Prasad wrote in a tweet that his account was blocked on the "alleged ground that there was a violation of the Digital Millennium Copyright Act of the USA". Prasad was subsequently allowed access to the account.
This latest run-in with the micro-blogging site comes in the backdrop of a months-long clash with the BJP-led Centre, from requests to take down tweets supporting the farmers' agitation to a more recent spat over new IT rules.
The Digital Millennium Copyright Act (DMCA) criminalises the production and dissemination of devices, services and/or technology, intended to circumvent measures that control access to copyrighted works. It can be invoked to flag the use of someone's content being used without their consent.
The Union minister said that by blocking his account without prior notice, Twitter violated Rule 4(8) of the Information Technology (Intermediary Guidelines and Digital Media Ethics Code) Rules 2021.
Currently, it's unclear as to which post by Prasad led to his account being disabled. However, the IT minister claims that his statements "calling out the high-handedness and arbitrary actions of Twitter, particularly sharing the clips of my interviews to TV channels and its powerful impact, have clearly ruffled its feathers."
Prasad ended the tweet thread with a warning for Twitter, which read, "No matter what any platform does they will have to abide by the new IT Rules fully and there shall be no compromise on that."

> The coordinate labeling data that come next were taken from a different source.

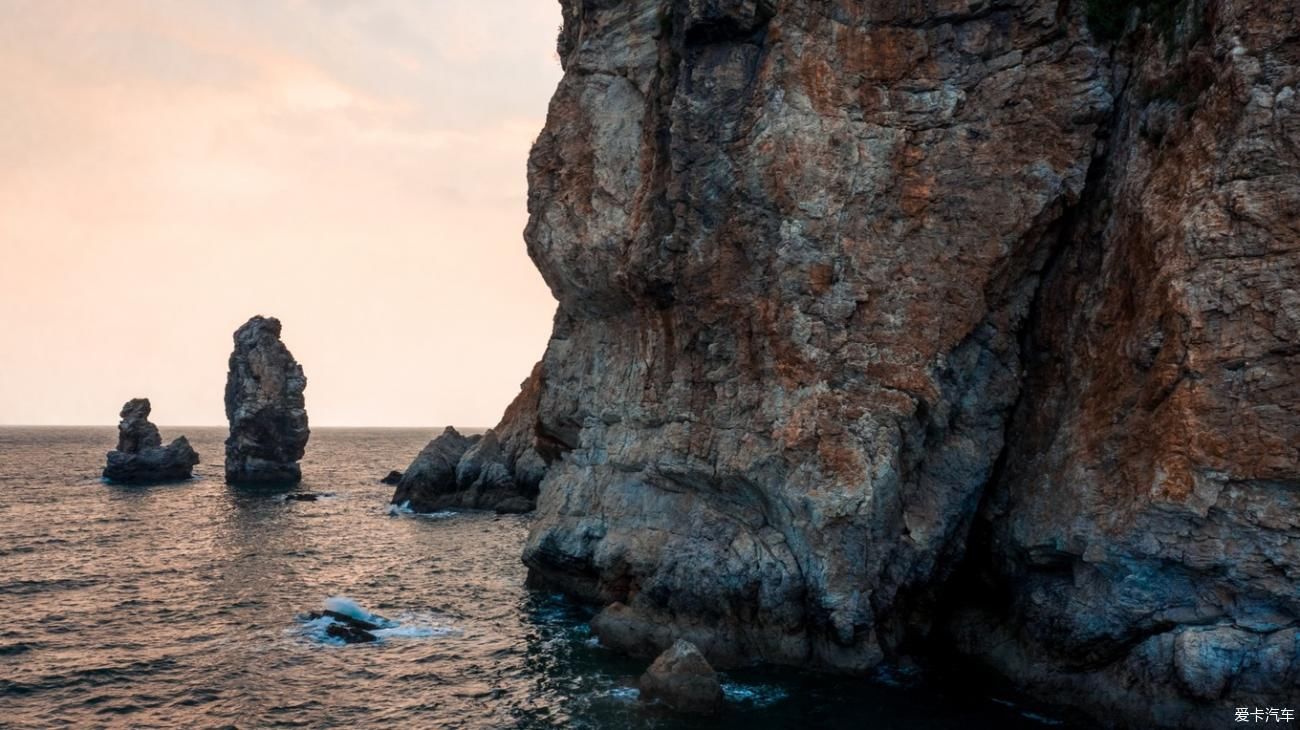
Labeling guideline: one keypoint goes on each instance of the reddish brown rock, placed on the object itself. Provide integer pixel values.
(1144, 537)
(835, 278)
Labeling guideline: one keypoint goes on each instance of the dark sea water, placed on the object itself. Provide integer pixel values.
(180, 607)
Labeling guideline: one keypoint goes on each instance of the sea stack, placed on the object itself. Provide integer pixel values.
(141, 456)
(498, 470)
(265, 408)
(683, 679)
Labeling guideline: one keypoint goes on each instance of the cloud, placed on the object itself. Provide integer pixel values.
(347, 164)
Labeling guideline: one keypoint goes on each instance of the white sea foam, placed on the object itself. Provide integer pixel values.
(407, 626)
(404, 508)
(349, 607)
(755, 695)
(624, 694)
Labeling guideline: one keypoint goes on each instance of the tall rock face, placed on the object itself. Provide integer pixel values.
(141, 457)
(265, 408)
(837, 277)
(1143, 542)
(793, 246)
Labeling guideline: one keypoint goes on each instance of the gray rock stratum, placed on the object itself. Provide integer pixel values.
(265, 408)
(885, 324)
(141, 457)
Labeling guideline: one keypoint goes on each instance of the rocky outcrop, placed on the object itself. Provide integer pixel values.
(681, 678)
(141, 456)
(265, 408)
(498, 470)
(1140, 546)
(840, 281)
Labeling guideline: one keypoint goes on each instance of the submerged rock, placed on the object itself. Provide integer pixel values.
(141, 456)
(265, 408)
(683, 679)
(429, 483)
(304, 496)
(350, 633)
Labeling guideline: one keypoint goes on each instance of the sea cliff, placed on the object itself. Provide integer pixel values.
(895, 325)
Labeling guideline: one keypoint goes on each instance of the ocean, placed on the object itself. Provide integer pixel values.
(182, 605)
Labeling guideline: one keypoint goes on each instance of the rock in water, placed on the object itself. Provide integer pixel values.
(141, 456)
(498, 470)
(683, 679)
(429, 483)
(840, 281)
(265, 408)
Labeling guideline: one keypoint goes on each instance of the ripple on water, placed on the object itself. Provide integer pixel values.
(178, 607)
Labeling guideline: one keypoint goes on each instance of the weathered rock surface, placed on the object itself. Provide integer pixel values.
(498, 470)
(141, 456)
(683, 679)
(265, 408)
(835, 278)
(1143, 539)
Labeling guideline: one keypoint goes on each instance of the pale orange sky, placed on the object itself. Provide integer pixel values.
(354, 168)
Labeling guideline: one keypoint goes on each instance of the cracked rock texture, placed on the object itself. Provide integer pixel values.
(141, 457)
(265, 408)
(865, 303)
(1143, 542)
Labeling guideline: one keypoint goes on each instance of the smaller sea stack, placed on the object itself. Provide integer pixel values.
(141, 457)
(683, 679)
(265, 408)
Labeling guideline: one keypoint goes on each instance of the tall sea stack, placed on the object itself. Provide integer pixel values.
(265, 408)
(891, 325)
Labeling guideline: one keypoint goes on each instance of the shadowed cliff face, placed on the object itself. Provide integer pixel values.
(809, 257)
(1145, 531)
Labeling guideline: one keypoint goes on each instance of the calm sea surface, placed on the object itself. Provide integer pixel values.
(180, 607)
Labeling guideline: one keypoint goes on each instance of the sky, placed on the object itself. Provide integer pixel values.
(355, 168)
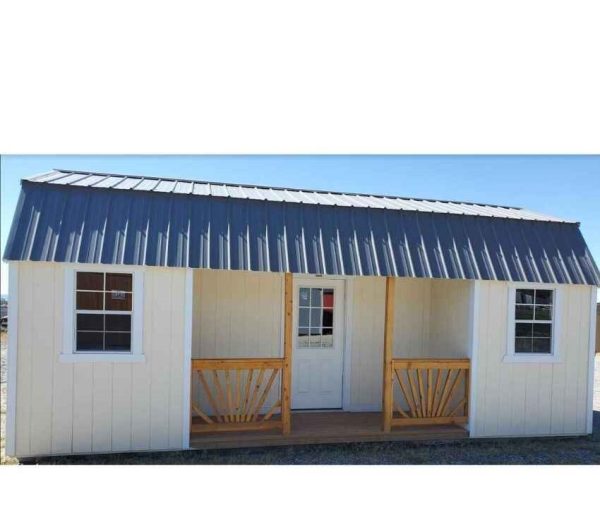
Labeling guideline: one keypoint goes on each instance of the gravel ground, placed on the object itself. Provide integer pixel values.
(581, 450)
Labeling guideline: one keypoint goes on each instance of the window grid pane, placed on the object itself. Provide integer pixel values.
(533, 321)
(104, 303)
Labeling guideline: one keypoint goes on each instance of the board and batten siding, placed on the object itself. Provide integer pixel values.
(531, 399)
(431, 320)
(236, 314)
(64, 408)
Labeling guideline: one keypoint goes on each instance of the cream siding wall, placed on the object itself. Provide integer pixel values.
(431, 320)
(521, 399)
(236, 315)
(365, 332)
(66, 408)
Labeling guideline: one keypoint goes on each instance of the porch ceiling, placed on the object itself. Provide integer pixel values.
(67, 223)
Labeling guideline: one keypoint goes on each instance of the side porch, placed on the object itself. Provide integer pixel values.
(257, 378)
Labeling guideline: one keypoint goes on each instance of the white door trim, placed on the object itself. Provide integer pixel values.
(347, 349)
(301, 280)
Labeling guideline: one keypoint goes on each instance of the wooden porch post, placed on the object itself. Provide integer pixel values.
(286, 378)
(388, 353)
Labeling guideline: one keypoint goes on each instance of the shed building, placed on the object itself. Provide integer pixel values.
(152, 313)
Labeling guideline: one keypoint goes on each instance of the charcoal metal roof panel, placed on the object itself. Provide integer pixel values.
(190, 226)
(298, 196)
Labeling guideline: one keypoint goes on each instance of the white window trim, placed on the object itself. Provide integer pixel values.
(69, 355)
(533, 358)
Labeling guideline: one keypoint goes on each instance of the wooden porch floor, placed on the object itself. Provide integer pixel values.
(327, 427)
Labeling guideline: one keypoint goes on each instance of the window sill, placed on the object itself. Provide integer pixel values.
(530, 358)
(72, 358)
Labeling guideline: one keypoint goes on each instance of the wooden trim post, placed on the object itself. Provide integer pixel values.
(388, 353)
(286, 377)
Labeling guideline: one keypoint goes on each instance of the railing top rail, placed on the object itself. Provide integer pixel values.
(441, 363)
(236, 363)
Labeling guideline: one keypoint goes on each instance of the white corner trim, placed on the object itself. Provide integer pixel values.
(347, 359)
(69, 312)
(115, 358)
(11, 366)
(187, 356)
(137, 317)
(592, 360)
(474, 335)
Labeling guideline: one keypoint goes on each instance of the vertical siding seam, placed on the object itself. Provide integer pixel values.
(591, 362)
(32, 324)
(171, 335)
(52, 354)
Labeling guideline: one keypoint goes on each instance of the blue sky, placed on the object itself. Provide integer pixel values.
(565, 186)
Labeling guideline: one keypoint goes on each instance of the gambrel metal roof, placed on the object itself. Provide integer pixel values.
(69, 216)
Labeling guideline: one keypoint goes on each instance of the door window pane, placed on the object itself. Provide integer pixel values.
(305, 297)
(315, 317)
(316, 297)
(303, 317)
(328, 298)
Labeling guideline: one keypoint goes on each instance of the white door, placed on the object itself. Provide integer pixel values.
(318, 352)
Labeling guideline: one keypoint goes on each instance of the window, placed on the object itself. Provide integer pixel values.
(103, 312)
(315, 317)
(533, 321)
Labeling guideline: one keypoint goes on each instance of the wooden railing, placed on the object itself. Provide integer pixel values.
(428, 391)
(242, 392)
(235, 393)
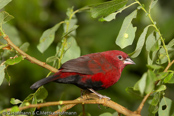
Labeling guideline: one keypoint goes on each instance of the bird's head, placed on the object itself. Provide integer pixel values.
(119, 58)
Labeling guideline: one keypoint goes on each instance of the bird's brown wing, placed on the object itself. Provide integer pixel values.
(87, 64)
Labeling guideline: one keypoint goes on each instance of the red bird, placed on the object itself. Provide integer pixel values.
(91, 72)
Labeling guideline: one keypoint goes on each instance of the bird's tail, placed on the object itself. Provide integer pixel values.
(43, 81)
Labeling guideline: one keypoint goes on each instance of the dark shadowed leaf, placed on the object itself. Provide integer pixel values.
(2, 73)
(3, 3)
(106, 8)
(127, 32)
(47, 38)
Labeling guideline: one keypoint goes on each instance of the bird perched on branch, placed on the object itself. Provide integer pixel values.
(91, 72)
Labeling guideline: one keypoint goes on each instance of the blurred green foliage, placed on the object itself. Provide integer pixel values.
(33, 17)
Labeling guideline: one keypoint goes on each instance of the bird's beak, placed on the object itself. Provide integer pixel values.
(128, 61)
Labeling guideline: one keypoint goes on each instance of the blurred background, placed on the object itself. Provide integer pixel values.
(33, 17)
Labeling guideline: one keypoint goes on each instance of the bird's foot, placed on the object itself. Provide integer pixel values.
(99, 95)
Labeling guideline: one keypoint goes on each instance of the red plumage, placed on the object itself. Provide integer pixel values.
(95, 71)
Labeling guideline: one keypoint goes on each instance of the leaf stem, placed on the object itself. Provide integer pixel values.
(154, 25)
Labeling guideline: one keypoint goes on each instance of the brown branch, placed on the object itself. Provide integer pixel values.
(92, 99)
(28, 57)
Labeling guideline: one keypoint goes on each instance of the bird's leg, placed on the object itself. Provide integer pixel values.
(99, 95)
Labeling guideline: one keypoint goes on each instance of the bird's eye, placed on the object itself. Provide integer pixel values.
(120, 57)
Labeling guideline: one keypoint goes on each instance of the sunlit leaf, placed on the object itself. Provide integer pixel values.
(154, 66)
(132, 92)
(166, 107)
(161, 88)
(140, 43)
(34, 101)
(51, 59)
(152, 4)
(3, 3)
(141, 84)
(150, 81)
(86, 114)
(2, 73)
(5, 17)
(106, 114)
(14, 60)
(47, 38)
(24, 47)
(127, 32)
(156, 99)
(106, 8)
(150, 41)
(72, 50)
(168, 78)
(15, 101)
(41, 94)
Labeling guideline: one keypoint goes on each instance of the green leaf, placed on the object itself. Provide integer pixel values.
(150, 41)
(132, 92)
(51, 59)
(14, 109)
(140, 43)
(24, 47)
(109, 18)
(14, 60)
(170, 44)
(141, 84)
(41, 94)
(3, 3)
(72, 50)
(168, 79)
(154, 66)
(161, 88)
(150, 82)
(152, 4)
(152, 110)
(2, 73)
(106, 114)
(166, 107)
(47, 38)
(86, 114)
(156, 99)
(5, 17)
(127, 31)
(106, 8)
(15, 101)
(34, 101)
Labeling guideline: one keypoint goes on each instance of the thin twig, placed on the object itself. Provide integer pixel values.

A little after 4 pm, Congress leader Shashi Tharoor tweeted to say he too faced a similar issue, with a tweet of his featuring a popular song being deleted because of a copyright claim.
Among a series of tweets, Tharoor mentioned the Parliamentary Standing Committee on Information Technology will be reaching out to Twitter India to seek clarity on why him and Prasad were locked out of their accounts, and on the rules and procedures it follow for its India operations.
Meanwhile, Aprameya Radhakrishna, CEO and co-founder at Koo issued a statement regarding this, saying, "Giving a user complete context of any claimed violation and an intimation of the exact violation is important. The user should also be able to contest or accept the claimed violation. A direct action of suspension without the above makes it seem like a social media platform is taking the final judgement call and is not being an intermediary."